BishopAccountability.org
 
  Catholic Clergyman in Joliet Is Charged with Sexual Abuse

Associated Press, carried in Belleville News-Democrat [Joliet IL]
December 22, 2006

http://www.belleville.com/mld/belleville/news/state/16297244.htm

Chicago - A Catholic priest previously convicted of child molestation was charged Thursday with sexual abuse after allegations that he fondled two teenage brothers in the 1990s.

Louis Rogge, 76, of Joliet was indicted on four counts of aggravated criminal sexual abuse following an investigation by the Will County state's attorney's office.

The first boy allegedly was abused in 1996, when he was 15, and the second in 1999, when he also was 15, said Charles Pelkie, spokesman for State's Attorney James Glasgow.

In 1974, Rogge pleaded guilty to charges of child molestation in Athens, Ga., and was sentenced to six years probation, according to Glasgow's office.

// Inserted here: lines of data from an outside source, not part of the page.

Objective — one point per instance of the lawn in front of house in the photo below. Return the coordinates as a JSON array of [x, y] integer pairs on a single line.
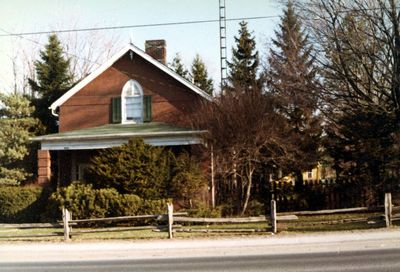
[[305, 224]]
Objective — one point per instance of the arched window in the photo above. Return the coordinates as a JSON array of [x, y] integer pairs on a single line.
[[132, 102]]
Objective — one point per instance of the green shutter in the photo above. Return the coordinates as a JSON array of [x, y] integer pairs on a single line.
[[116, 109], [147, 108]]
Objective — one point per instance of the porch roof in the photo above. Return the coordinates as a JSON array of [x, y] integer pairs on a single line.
[[159, 134]]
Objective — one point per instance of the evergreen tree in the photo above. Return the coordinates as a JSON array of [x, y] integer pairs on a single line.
[[200, 76], [291, 77], [178, 67], [245, 61], [16, 126], [53, 80]]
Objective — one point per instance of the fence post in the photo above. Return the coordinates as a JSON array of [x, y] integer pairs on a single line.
[[170, 219], [66, 219], [388, 209], [273, 217]]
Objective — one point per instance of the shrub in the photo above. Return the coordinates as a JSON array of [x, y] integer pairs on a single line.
[[203, 210], [84, 201], [255, 208], [134, 168], [188, 180], [21, 204]]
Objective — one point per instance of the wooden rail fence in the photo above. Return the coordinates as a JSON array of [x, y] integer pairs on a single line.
[[391, 213]]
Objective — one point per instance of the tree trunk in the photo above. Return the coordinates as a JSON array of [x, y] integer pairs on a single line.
[[248, 191]]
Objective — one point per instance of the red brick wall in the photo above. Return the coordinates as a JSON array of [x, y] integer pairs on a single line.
[[90, 107]]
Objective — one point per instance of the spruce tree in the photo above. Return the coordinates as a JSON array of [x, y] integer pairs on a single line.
[[200, 76], [16, 126], [292, 78], [52, 81], [245, 61], [178, 67]]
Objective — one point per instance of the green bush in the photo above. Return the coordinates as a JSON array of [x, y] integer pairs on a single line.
[[205, 211], [188, 180], [83, 201], [255, 208], [134, 168], [21, 204]]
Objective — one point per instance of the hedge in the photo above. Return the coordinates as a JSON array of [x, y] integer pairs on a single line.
[[86, 202]]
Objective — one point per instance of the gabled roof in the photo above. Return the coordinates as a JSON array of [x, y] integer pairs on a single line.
[[114, 59]]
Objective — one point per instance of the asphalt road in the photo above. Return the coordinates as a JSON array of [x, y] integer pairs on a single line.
[[365, 260]]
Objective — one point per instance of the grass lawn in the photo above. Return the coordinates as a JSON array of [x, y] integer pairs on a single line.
[[305, 224]]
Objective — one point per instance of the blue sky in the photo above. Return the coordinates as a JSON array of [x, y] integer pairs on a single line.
[[39, 15]]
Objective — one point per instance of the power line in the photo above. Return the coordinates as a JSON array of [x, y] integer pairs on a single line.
[[137, 26], [41, 44]]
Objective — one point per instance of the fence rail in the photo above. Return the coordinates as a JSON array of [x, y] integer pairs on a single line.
[[391, 213]]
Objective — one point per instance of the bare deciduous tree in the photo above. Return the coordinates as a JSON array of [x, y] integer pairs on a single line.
[[245, 132]]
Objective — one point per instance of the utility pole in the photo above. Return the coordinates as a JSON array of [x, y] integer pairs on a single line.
[[222, 42]]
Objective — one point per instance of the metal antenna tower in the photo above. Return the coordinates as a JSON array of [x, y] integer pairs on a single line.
[[222, 42]]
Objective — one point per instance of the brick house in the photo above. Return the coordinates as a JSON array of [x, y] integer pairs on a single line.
[[134, 94]]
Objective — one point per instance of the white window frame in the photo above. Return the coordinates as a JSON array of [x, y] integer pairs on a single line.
[[131, 84]]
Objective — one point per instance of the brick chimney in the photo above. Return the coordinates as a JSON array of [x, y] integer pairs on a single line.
[[157, 50]]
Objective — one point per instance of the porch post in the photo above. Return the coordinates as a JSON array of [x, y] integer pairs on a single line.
[[44, 167]]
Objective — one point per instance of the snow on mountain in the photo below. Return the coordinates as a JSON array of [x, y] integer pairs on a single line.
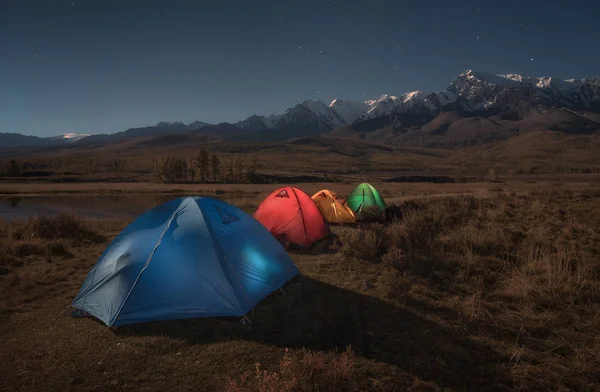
[[499, 92], [349, 111], [72, 136], [389, 104]]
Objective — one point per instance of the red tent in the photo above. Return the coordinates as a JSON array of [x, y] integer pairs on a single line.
[[292, 216]]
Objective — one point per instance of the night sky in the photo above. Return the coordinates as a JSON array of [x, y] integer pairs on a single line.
[[101, 66]]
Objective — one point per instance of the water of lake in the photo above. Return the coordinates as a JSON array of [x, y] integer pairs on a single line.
[[98, 206]]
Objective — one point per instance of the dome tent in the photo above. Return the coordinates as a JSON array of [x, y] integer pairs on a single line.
[[333, 207], [365, 196], [189, 257], [292, 216]]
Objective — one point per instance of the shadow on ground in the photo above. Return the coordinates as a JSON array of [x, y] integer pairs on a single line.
[[319, 316]]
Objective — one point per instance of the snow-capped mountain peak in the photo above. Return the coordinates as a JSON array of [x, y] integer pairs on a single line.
[[348, 111], [72, 136]]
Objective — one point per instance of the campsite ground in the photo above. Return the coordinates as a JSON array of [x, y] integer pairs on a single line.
[[490, 286]]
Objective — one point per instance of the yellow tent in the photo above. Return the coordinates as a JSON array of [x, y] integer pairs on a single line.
[[333, 207]]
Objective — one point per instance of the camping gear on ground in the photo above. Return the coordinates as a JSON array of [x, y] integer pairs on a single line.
[[365, 197], [292, 216], [189, 257], [333, 207]]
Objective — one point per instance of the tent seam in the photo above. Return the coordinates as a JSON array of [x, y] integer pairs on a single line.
[[216, 242], [302, 217], [167, 226]]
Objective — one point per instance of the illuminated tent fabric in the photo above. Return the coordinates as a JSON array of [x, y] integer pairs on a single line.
[[365, 196], [187, 258], [292, 216], [333, 207]]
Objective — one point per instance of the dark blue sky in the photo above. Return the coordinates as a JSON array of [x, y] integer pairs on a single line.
[[101, 66]]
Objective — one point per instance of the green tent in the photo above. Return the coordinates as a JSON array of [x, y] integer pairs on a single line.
[[365, 196]]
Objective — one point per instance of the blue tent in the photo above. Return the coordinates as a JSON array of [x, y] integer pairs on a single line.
[[189, 257]]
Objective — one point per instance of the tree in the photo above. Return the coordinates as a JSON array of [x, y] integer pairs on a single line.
[[202, 163], [215, 166]]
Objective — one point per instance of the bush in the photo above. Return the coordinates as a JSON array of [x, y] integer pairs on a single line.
[[61, 226], [364, 244]]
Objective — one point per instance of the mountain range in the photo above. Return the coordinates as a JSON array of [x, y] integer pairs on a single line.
[[475, 107]]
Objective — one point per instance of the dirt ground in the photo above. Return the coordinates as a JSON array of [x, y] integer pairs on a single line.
[[485, 287]]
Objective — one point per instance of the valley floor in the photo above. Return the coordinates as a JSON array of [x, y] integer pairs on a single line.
[[489, 287]]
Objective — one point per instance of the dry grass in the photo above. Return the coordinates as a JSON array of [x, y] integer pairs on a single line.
[[497, 293]]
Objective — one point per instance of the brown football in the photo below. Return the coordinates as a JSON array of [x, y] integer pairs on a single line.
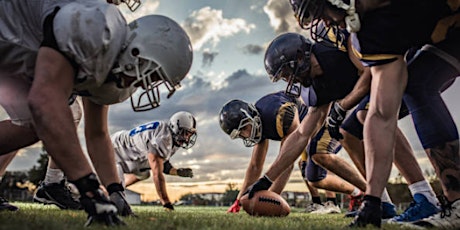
[[265, 203]]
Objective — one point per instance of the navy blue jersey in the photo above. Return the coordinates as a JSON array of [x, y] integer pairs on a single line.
[[339, 75], [276, 111], [393, 29]]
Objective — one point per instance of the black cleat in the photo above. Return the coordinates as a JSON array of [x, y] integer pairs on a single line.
[[57, 194], [370, 212], [5, 205]]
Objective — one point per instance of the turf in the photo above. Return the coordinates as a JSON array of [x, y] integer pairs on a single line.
[[38, 217]]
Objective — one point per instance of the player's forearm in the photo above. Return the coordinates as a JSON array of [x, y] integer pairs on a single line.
[[252, 174], [160, 186], [360, 90], [173, 171], [297, 141]]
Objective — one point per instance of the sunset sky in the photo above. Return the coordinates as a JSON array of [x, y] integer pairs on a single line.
[[229, 40]]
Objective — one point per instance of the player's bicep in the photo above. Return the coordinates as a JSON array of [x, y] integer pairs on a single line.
[[156, 163]]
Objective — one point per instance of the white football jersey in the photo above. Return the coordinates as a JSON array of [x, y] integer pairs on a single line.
[[132, 146], [89, 32]]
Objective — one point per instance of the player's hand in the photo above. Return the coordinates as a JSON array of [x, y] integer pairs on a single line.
[[185, 172], [100, 209], [235, 207], [334, 120], [168, 207], [263, 183], [119, 199]]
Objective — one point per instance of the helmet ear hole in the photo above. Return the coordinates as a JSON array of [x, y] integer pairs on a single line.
[[135, 52]]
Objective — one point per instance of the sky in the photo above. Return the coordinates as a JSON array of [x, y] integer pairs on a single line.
[[229, 40]]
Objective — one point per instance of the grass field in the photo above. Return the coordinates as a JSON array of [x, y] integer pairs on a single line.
[[38, 217]]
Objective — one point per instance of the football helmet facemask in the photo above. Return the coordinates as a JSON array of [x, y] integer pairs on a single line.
[[310, 13], [131, 4], [288, 58], [235, 115], [157, 52], [183, 127]]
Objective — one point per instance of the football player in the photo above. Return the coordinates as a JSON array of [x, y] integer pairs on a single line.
[[318, 91], [85, 48], [316, 206], [275, 117], [131, 4], [52, 189], [149, 147], [383, 32]]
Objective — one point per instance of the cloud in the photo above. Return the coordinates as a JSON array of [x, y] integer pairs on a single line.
[[252, 49], [208, 25], [208, 57], [281, 16], [146, 7]]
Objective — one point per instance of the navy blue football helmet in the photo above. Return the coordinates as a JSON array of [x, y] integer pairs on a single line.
[[288, 58], [310, 15], [235, 115]]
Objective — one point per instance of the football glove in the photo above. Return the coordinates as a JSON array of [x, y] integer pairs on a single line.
[[119, 199], [235, 207], [334, 120], [263, 183], [168, 207], [100, 209], [185, 172]]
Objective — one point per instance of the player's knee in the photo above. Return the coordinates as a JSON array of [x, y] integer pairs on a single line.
[[361, 115]]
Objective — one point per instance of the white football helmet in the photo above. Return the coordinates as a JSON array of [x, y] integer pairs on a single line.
[[183, 128], [158, 51]]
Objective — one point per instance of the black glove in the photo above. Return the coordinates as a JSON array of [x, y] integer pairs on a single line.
[[185, 172], [263, 183], [335, 119], [100, 209], [168, 207], [119, 199]]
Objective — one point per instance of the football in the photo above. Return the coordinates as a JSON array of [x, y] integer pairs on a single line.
[[265, 203]]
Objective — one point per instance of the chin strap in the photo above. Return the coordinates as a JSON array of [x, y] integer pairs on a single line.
[[352, 19]]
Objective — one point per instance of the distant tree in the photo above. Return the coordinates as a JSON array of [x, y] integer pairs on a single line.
[[37, 172], [230, 194]]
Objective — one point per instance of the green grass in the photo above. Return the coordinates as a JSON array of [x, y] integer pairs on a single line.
[[38, 217]]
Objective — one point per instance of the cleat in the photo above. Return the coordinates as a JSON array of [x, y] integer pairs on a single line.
[[369, 213], [388, 210], [355, 202], [313, 207], [5, 205], [119, 199], [353, 205], [419, 208], [447, 218], [57, 194]]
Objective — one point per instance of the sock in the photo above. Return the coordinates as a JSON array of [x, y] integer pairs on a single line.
[[386, 197], [372, 199], [53, 176], [424, 188], [333, 199], [115, 187], [355, 192], [316, 199]]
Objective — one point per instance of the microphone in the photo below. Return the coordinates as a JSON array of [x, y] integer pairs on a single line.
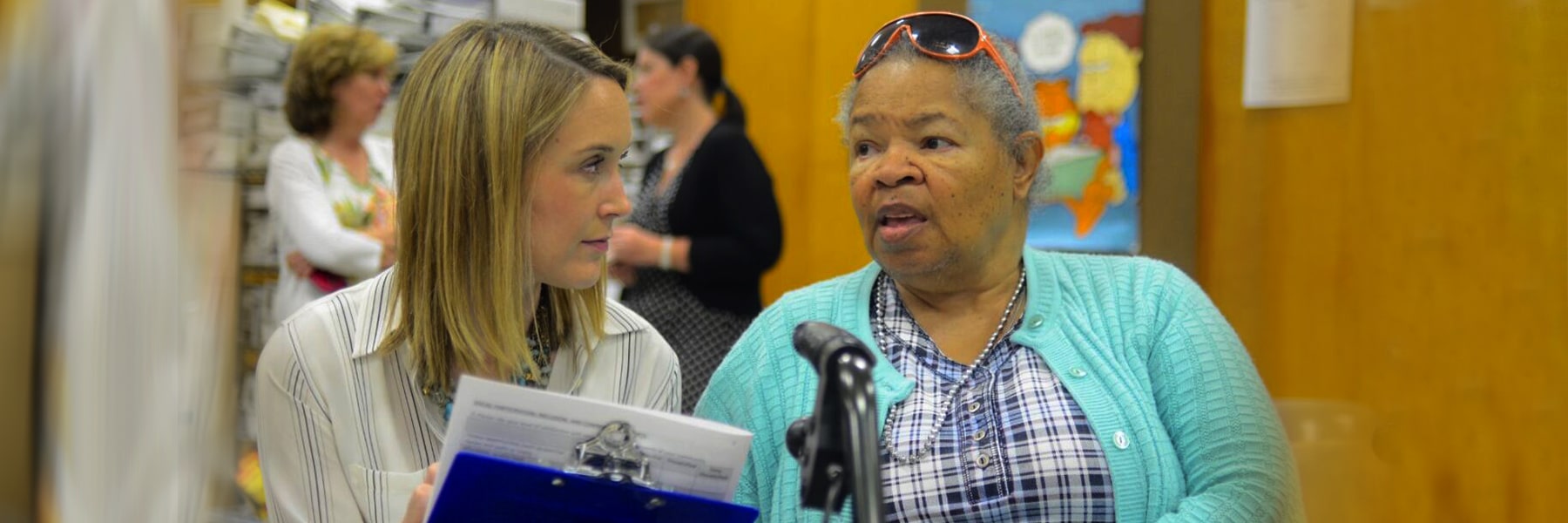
[[836, 445]]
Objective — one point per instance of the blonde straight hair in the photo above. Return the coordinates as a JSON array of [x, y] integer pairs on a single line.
[[474, 117]]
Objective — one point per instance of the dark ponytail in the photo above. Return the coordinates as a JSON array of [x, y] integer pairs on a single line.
[[692, 41]]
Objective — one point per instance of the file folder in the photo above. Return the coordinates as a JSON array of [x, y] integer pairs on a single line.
[[488, 489]]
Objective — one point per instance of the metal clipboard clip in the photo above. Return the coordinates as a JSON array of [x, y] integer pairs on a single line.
[[613, 454]]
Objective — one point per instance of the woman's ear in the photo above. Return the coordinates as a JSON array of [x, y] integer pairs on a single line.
[[1031, 151], [687, 70]]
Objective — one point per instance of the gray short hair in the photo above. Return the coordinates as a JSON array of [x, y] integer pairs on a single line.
[[983, 88]]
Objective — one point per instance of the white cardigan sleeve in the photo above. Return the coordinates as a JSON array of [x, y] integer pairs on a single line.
[[303, 211]]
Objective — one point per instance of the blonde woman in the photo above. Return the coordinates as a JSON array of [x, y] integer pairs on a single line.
[[507, 145], [329, 186]]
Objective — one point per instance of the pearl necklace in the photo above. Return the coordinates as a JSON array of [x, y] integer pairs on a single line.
[[948, 401]]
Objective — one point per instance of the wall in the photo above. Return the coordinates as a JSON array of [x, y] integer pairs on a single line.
[[1407, 252], [787, 60]]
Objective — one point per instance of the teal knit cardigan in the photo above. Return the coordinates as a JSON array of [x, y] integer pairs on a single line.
[[1186, 423]]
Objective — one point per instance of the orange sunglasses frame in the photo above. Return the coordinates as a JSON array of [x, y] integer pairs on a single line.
[[982, 46]]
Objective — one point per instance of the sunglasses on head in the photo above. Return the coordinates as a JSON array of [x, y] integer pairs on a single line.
[[938, 35]]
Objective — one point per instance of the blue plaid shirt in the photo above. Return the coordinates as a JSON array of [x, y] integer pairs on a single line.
[[1017, 446]]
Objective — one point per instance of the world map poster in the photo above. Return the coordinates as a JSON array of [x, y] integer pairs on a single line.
[[1082, 57]]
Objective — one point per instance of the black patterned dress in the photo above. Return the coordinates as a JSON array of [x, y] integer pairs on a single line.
[[700, 335]]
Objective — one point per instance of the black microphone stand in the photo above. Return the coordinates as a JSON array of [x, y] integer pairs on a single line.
[[836, 446]]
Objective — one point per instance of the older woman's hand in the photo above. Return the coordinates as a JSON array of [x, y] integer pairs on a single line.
[[298, 266], [635, 247]]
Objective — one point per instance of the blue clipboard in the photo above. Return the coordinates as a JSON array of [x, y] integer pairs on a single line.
[[490, 489]]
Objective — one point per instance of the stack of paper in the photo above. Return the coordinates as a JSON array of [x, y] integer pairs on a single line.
[[686, 454]]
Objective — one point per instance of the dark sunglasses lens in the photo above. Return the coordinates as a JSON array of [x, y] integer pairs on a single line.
[[941, 33], [874, 47]]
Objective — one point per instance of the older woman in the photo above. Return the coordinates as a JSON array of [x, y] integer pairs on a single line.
[[1011, 385], [507, 145], [329, 187]]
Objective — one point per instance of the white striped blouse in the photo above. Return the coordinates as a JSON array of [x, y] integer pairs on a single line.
[[345, 432]]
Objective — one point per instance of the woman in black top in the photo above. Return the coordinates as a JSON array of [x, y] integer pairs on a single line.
[[705, 227]]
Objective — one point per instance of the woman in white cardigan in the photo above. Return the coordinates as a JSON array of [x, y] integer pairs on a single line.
[[329, 187], [509, 139]]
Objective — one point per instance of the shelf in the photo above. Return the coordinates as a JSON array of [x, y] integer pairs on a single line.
[[253, 275]]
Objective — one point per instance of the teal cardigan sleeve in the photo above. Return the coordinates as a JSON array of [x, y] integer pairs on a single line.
[[1222, 421], [733, 397]]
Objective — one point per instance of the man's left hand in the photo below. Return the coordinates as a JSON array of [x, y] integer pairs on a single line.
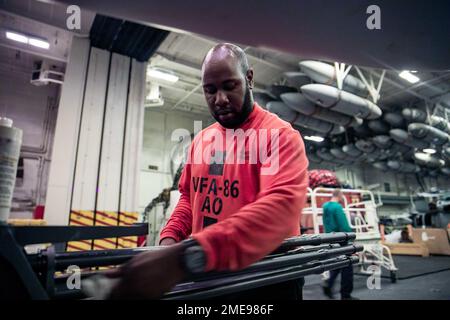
[[149, 275]]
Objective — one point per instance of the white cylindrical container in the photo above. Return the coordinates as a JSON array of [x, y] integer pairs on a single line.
[[10, 142]]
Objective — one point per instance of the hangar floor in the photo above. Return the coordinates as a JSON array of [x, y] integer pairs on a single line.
[[432, 285]]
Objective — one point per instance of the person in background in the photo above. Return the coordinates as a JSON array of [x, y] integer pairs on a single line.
[[335, 220]]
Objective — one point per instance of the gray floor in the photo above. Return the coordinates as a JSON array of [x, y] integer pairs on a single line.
[[434, 286]]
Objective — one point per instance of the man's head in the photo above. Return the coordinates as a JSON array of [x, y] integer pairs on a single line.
[[227, 83], [338, 195]]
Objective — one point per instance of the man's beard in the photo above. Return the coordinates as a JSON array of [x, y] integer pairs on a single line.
[[247, 108]]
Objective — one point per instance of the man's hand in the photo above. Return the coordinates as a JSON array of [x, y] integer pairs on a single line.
[[167, 242], [149, 275]]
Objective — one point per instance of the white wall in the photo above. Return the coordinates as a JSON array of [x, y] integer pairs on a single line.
[[159, 123], [33, 109]]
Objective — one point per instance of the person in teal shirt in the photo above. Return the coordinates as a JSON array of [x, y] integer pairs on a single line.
[[335, 220]]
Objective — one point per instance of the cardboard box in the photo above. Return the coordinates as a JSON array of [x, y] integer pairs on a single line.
[[435, 239]]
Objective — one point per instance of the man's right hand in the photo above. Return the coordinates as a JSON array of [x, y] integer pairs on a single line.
[[167, 242]]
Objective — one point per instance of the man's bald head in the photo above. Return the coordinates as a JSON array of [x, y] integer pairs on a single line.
[[227, 84], [228, 50]]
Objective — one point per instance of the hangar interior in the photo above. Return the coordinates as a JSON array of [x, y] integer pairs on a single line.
[[102, 109]]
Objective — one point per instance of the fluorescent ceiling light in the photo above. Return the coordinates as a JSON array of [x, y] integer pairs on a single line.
[[429, 151], [158, 74], [39, 43], [314, 138], [407, 75], [16, 37]]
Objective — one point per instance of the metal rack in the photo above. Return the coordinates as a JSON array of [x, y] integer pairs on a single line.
[[40, 276]]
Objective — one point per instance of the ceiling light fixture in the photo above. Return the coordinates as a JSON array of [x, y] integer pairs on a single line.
[[39, 43], [429, 151], [33, 41], [16, 37], [408, 75], [314, 138], [161, 75]]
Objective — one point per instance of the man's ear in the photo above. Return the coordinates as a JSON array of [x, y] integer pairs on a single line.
[[249, 77]]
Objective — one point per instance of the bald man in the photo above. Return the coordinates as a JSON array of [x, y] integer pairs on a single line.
[[242, 190]]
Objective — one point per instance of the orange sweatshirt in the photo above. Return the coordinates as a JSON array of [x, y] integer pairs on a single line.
[[239, 209]]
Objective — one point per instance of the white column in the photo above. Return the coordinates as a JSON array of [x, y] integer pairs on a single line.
[[113, 135], [134, 132], [88, 155], [59, 191]]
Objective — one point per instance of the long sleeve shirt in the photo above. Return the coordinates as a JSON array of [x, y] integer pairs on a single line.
[[241, 210]]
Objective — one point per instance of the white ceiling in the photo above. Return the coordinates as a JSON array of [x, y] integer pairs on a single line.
[[183, 55]]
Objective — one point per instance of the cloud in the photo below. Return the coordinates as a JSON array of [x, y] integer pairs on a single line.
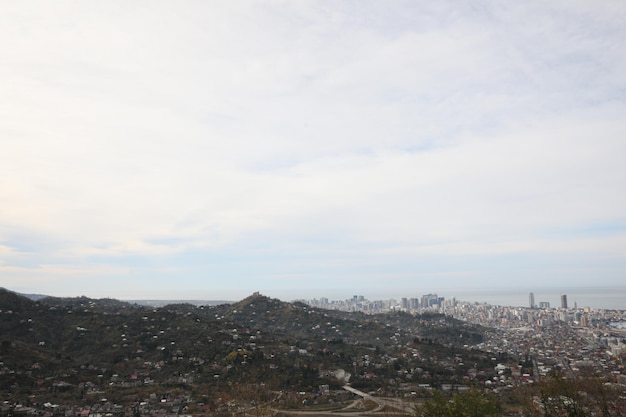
[[153, 131]]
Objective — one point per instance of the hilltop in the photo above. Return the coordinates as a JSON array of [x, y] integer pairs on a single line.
[[127, 351]]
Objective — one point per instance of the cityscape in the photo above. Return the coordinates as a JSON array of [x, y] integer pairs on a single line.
[[262, 356]]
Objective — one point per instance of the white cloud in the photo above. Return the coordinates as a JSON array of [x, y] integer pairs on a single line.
[[152, 129]]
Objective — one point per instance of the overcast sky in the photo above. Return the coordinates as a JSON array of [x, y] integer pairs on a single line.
[[210, 149]]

Pelkie said Rogge was a longtime family friend and spiritual adviser for the boys involved in the new allegations.

"The case was reported to us within the last year, but there was a lot of review -- a fairly exhaustive investigation and determination about whether we could move forward with the charges," Pelkie said.

Rogge, a priest with the Carmelite Order, was removed from public ministry in 2002 when the church learned about his decades-old sexual molestation conviction, said John Welch, the provincial of the order's Chicago-area headquarters in Darien, Ill., and Rogge's superior.

Welch said the order notified the Joliet Diocese and the state's attorney's office when the family came forward with the new allegations.

"We're obviously very saddened by the charges brought forward today against Father Louis Rogge," Welch said Thursday. "We take all of these allegations very seriously, and we've been cooperating with the civil authorities fully in all of these matters. We are following the policies we have in place to ensure the safety of the young people we serve through our ministries."

Rogge has been doing internal work for the order since he was pulled from public ministry in 2002, Welch said. He has not been allowed to work with minors or appear in public in clerical dress, Welch said.

"Because of that prior conviction, he can't return to public ministry no matter what the outcome of this (investigation) is," Welch said.

Aggravated criminal sexual abuse is a Class 2 felony with a possible prison sentence of three to seven years.

Rogge posted a $4,000 bond at the Will County Courthouse Thursday morning. A pretrial hearing is set for Jan. 19.